As the import of the request filtered through the initial shock to your brain, you realized that a deathly silence pervaded the house, as if the rain too was stunned into quietude. You felt the hands of the siblings nearest you tighten around your arms, your shoulders, your legs, and caught the gaze of your mother. Unable to read it, you ran away from the common room and huddled in the room where all the girls slept, where your tears began.

It was only moments before your father found you. Behind him, your mother said nothing but only looked at you with a face painted with a mixture of love and something else.

“Youngest,” your father said. “There is a kapre, a great horse-headed kapre outside, in the rain. He says he’ll make our family rich, if -”
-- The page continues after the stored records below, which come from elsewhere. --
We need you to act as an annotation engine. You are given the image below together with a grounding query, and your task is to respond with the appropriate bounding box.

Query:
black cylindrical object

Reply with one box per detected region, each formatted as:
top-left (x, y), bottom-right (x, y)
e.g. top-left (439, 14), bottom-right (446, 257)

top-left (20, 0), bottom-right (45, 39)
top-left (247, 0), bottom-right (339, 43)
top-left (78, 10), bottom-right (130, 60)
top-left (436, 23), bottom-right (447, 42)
“If what, father?” you interrupted, already knowing the condition but wanting him to say it aloud, to state it in front of you and your mother, to hear the absurd words himself, to be shaken by his voice and be forced to find some other way, to somehow to get rid of the sudden creature with his inconceivable request and outrageous promise, to save you.

“If he can have you.”

Words rumbled in your heart and cascaded upwards your throated, stumbled on your tongue but only one escaped your mouth, elegant in its vehemence.

“No.”

You looked at your father look at your mother before he looked at you. In all those looks, someone must have understood something because your father left you where you sat without another word. He left without another word and you thought it was over.

Later, your father returned.

“Listen, my youngest,” he said, his eyes burning into yours. “I told the bear to come back next Miercoles, next week, for your answer.”

“What?”

“If you go with him, he’ll make us all rich. If you don’t, he’ll get angry and kill us all. Do you want to be responsible for all our deaths?”

You realized that sometimes love wasn’t enough. “I’m so glad you value life above all things, father.” You thought perhaps your clever retort would make him see how unjust he was being.

Your father smiled. “I knew you’d see it that way.” He kissed your disbelieving face. “Now go and mend your rags, wash yourself, and make sure that you’re presentable.”

In the whirlwind of days that followed, you realized that you were as good as dead to your family. Your siblings talked animatedly about the wealth that the future would bring, of carabaos and dresses and good things to eat, of a new house and farmland and of too many things set loose from imagination by hope. It was only your mother who talked as if you were still with them, her shoulders heavier by what you thought was the thought of losing you.

The next Miercoles, a dry evening, the horse-headed creature returned. One by one your siblings bade you goodbye, to write them, telling you how much they appreciated your action, your sacrifice, the immense depth of familial love and devotion that they would remember for the rest of their lives.

“Be brave,” your mother whispered in your ear, as she handed you a small bundle that represented every material thing you owned in the world. “My heart goes with you.”

“Here she is, sir,” your father said, his hand on the small of your back, nudging you outside the cottage where the kapre waited, smoking a thick roll of tobacco.

“Climb my back,” the kapre growled. And so you did, clutching your scant possessions in your arms, looking back at your home one last time before what you thought was end of everything.

It wasn’t comfortable on the kapre’s back and his fur smelled of sweat and smoke.

"Are you afraid?" the kapre asked.

"No, that I am not," you replied seeing no point in stating the obvious – how terrified you were, how you wondered when he would stop to eat you or fuck you or fuck you then eat you.